6 job-search tips to help you regain your momentum

6 job-search tips to help you regain your momentum

When your job search drags on for weeks and you feel no closer to landing a job than when you first started, it's easy to get discouraged. But even if you aren't getting the callbacks you were hoping for, now is not the time to call it quits. To stay motivated and focused during this frustrating time, use these six job-search strategies to regain and maintain your momentum.

1. Treat the search like a job
Unemployment often leads to an aimless feeling. The lack of a routine is a major reason your motivation may be waning, as it's a constant reminder of your situation. The key is to treat your search like a real job. Wake up at a reasonable hour and get dressed. Create a schedule with set times for phone calls, emails, social networking and job board searches. Make to-do lists and check off each item as you complete it. After you've completed your to-do list for the day, "clock out" and take part in any leisure activities you enjoy.

In other words, conduct yourself as if a boss were looking over your shoulder. Stay focused on your daily tasks and avoid playing a quick game of Solitaire or Candy Crush when you're supposed to be working. Little indulgences may seem like some of the few perks of unemployment, but they can lead to listlessness and a dip in job-search momentum.

2. Put yourself out there
As important as it is for you to be connected online, you also need to make sure you're occasionally leaving the house. Not only will this help you get out of a rut, but it can also help make you more marketable. Sign up for a class or go to job fairs, workshops, conferences and seminars, where you can meet people and brush up on your skills. Join professional associations and attend their meetings, where you can learn about trends in your field. Volunteer your time and skills with a worthwhile organization, where you can work on your soft skills like written and verbal communications. All of these things will deepen your network and help you find the right job.

3. Be proactive
Don't wait for opportunity to knock. Instead, take the initiative and knock on opportunity's door. In other words, even if the companies you're interested in don't list any current job openings, contact them anyway and express your desire to work there. This extra effort demonstrates enthusiasm and initiative, and hiring managers may take notice.

4. Track your progress
When you start to feel like you're going nowhere, take some time to create a method to track the efforts you've made. Write up a list of realistic short- and long-term goals with regard to your job search, and work toward them every day. For example, decide how many applications you'd like to send out this week, or this month.

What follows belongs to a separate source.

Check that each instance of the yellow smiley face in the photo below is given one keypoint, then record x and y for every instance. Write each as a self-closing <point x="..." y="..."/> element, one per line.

Set a goal for the number of networking events you're going to attend, and for the number of new people you're going to talk to about your search. Then keep track as you move toward the goal. That way, you'll have a tangible way to prove to yourself that you've made progress, something that can help keep you motivated as you continue to look for a job.

5. Consider other work options
A full-time job with a check direct-deposited to your tài khoản is not the only type of work out there. You can also expand your search to include part-time and contract work or set yourself up as a consultant or freelancer. Maybe you can barter your skills in exchange for goods and services.

Signing up with a staffing agency for temporary or project-based gigs can also be a productive approach. It can bring in extra income while you're looking for full-time work. Even better, some part-time or temporary gigs can turn into full-time jobs or long-term contracts. Even if they don't, though, they'll still allow you to make valuable contacts that will help you in your job search.

6. Relax, recharge, revive
Allowing a job search to take over your life is a sure way to burn out. Give yourself permission to take a break from the search at night and on weekends. When you make a point to relax and recharge for a few hours at the end of the work day, you'll be able to start fresh the next day. A change of scenery and new experiences may give you a new perspective on your search and even your career.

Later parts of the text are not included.